Cuando yo era niño, mi padre se paseaba en sus calzoncillos de bikini blanco por toda la casa. Se paseaba como un gran oso polar delante de mi mamá, de sus hijos y hasta de Mechita y Juanita, las sorprendidas hermanas que nos cocinaban y cuidaban. En defensa suya debo decir que Talara es una ciudad que quema como poto de mototaxista. Por eso además de la calatería mi padre había abierto una heladería que al principio se llamó Chupetes Pierre, luego Chupetes Venecia, luego Tío Rico y al final Cremoladas Yum Yum. Mi amigo Hiro que vio el logo a través de un espejo dijo que mi viejo vendía cremoladas de muy-muy. Pero esa es otra historia.

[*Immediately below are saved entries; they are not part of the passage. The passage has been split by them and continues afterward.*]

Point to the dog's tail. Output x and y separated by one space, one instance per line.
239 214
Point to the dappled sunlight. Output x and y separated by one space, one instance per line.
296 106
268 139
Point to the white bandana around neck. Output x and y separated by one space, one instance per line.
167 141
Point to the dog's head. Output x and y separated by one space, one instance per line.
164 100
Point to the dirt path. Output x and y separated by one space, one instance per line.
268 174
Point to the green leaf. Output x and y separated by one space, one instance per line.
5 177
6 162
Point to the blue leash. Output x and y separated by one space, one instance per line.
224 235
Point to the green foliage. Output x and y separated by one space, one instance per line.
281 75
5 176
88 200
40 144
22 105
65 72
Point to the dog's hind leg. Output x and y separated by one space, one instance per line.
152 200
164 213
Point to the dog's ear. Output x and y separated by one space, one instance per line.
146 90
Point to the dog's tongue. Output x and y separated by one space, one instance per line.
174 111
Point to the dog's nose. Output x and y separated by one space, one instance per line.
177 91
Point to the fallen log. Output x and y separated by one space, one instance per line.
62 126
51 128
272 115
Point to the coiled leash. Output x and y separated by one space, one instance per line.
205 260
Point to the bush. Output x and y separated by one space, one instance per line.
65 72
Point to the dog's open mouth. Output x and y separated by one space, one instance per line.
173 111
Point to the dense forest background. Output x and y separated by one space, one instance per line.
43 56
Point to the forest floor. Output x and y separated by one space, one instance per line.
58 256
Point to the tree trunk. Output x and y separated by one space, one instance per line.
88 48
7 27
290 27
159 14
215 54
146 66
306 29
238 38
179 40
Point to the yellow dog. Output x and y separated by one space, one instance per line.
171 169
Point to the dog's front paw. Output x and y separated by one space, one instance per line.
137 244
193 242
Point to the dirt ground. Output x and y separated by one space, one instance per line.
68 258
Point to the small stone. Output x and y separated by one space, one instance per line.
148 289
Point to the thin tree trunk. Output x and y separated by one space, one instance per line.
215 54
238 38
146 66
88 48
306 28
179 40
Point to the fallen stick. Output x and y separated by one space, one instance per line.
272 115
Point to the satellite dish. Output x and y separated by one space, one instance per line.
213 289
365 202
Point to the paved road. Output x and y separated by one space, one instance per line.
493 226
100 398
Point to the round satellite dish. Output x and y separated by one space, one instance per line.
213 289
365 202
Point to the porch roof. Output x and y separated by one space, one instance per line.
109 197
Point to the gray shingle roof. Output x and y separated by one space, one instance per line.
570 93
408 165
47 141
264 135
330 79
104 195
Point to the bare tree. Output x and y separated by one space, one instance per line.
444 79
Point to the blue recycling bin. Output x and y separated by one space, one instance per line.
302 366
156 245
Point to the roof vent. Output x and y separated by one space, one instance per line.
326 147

La chupetería quedaba junto a nuestra casa del parque 5-17, de modo que bastaba cruzar una puerta en el patio para entrar al ronronear de las batidoras y congeladoras, a los frasquitos de vainilla apilados, a las cajas de maní y pasas que coronaban los chupetes, a las cáscaras de tamarindo recién pelado y al adictivo olor que brotaba de una gran pila de bolsas de leche enci listas para ser batidas y congeladas. Mi padre cruzaba ese umbral todo el día y siempre lo hacía en calzoncillos. Recibía a sus 20 o 30 heladeros en calzoncillos, en calzoncillos anotaba el número de helados que habían vendido, en calzoncillos les pagaba, en calzoncillos se acercaba a mi tío Fernando que tostaba manís en una paila o a Segundo que parchaba la llanta de una carreta averiada, en calzoncillos se paraba junto al portón de su chupetería a mirar el barrio, en calzoncillos se comía un chupete, en calzoncillos contaba un chiste y en calzoncillos volvía a casa.
Todos los heladeros (al menos a mí me lo parecía a mis 8 años) lo trataban con cariñoso respeto y le decían ¡hasta mañana, Don Raúl! Tal vez por eso yo crecí convencido de que el respeto era algo que no tenía que ver con la ropa, pues si mi viejo podía conservarlo aun en calzones, entonces era evidente que la corbata y los zapatos no tenían nada que ver. Es un poco extraño porque cuando mi viejo no estaba calato, cuando usaba terno por ejemplo, era muy prolijo y cuidadoso. Siempre llevaba los botones bien puestos, un pañuelo limpio y nunca dejaba que nos fuéramos al colegio con los zapatos sin lustrar.
Cuando a los 13 años dejé de vivir con él para venir a Lima y tuvo que ver cómo yo me dejaba crecer el pelo y usaba jeans viejos y zapatillas cada vez más rotas, se volvió un poco loco. Hasta hace un par de años todavía me llevaba al peluquero cada vez que nos veíamos. "Ya vamos para que te saquen un poco de lana" me decía. Yo accedía más por verlo feliz que por otra cosa. Pero mientras el peluquero me esquilaba pensaba en que todos los intentos que mi viejo hizo para que yo me viera como un tipo decente, nada podían contra esa primera lección que me dio al andar calato por la vida. Yo era un niño de ocho años pero entendí bien el mensaje: Lo primero era estar cómodo con quien tú eras. Tal vez si tú te aceptabas el resto te imitaría. Y el respeto era algo que duraba más si se construía con la forma en la que tratabas a los demás y con el empeño que le ponías a tus helados que con pantalones y corbatas.
Leía ayer en el Diario de un libertino de Rubem Fonseca que la única respuesta inteligente a ¿por qué te hiciste escritor? es la de un tal Montalbán que dijo: "me hice escritor para volverme alto y bonito". O como decía Cesar Calvo: "Se escribe un poema... para poder comer con la mano en los salones si nos viene en gana". Mi viejo preparaba los mejores chupetes de Talara para poder andar por la vida en calzoncillos. Y yo me hice escritor para poder tomarme selfies calato con un libro de Sartre en la mano como una adolescente cachera y ponerme a escribir cuatro horas de pura pichulada para justificarlo. Como quien mata la tarde, así por joder.
Salud, viejo.
Escribir es mi pasearme en calzoncillos por el mundo.